For what blooms from those many seeds, cast with such love by our Creator God, given out to people in every field of life, to the lame and the lost, the lonely and the loud, those guilty of depravity or distraction or deception, is nothing less than love, and that can open the soil, can change the world, can give us hope. The seed of God’s love can land in the center of each of our lives and gives us both growth and grace as we grow together, travel together, turn to the Son together, move to the light together. For in coming to be Christ’s Church we have found a common font of purpose that will let our very ground be renewed by God’s grace.

So in looking back to that shallow little boy all those years ago, I feel a little bit of embarrassment and a surprising lot of joy. I thank God for friends and favors I found along the way: companions and comrades who helped me clear my fields, weed my distractions, deepened my compassion and grow my understanding to help me find my way home.

It was those people, God’s friends and messengers, both then and now, both inside and outside the church, who help me to come to know the body of Christ, of which by grace, we are members.

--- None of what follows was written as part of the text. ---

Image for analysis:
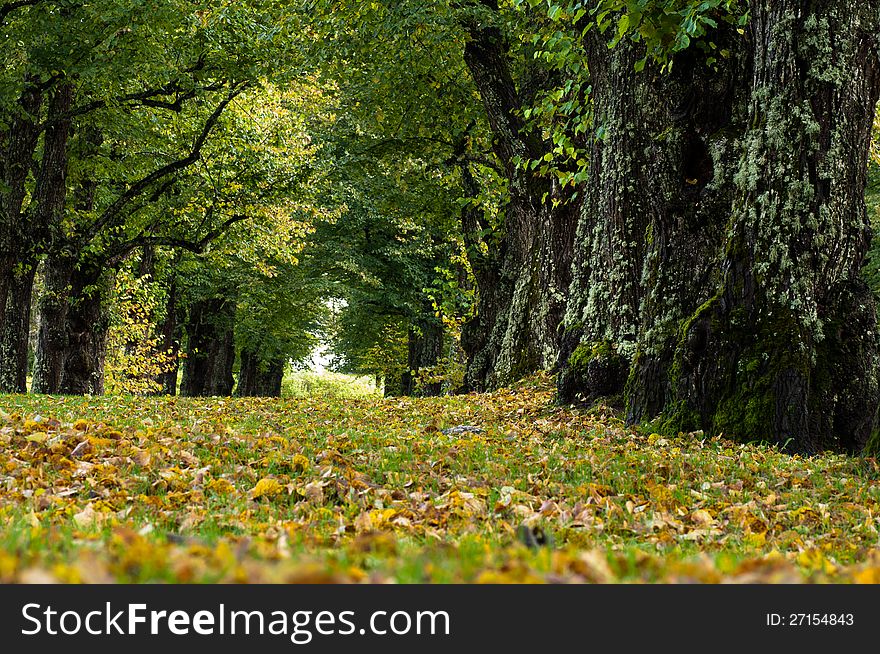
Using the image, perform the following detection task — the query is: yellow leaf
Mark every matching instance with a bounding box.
[251,478,284,499]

Those angels of good news open my eyes, my mind, my heart, the ground of my being, to God’s grace. And all of them together with God help me clear land, fertilize fields, deepen capacity and understanding, make me show up for the gift of a good harvest.

It is the same for all of us.  For God still casts his seed wide all over the world, every day in every way, in all our soiled history and hope, to make strong green growth where Christ’s compassion and love blooms brightly: for that is what it means to be the church, to be his body, the church, a loving community renewed by faith where common ground lifts Christ’s life, rising into new beginning, to a world where the harvest will be gathered with wonderful grace and great joy. And this is our hope, for we are the body of Christ.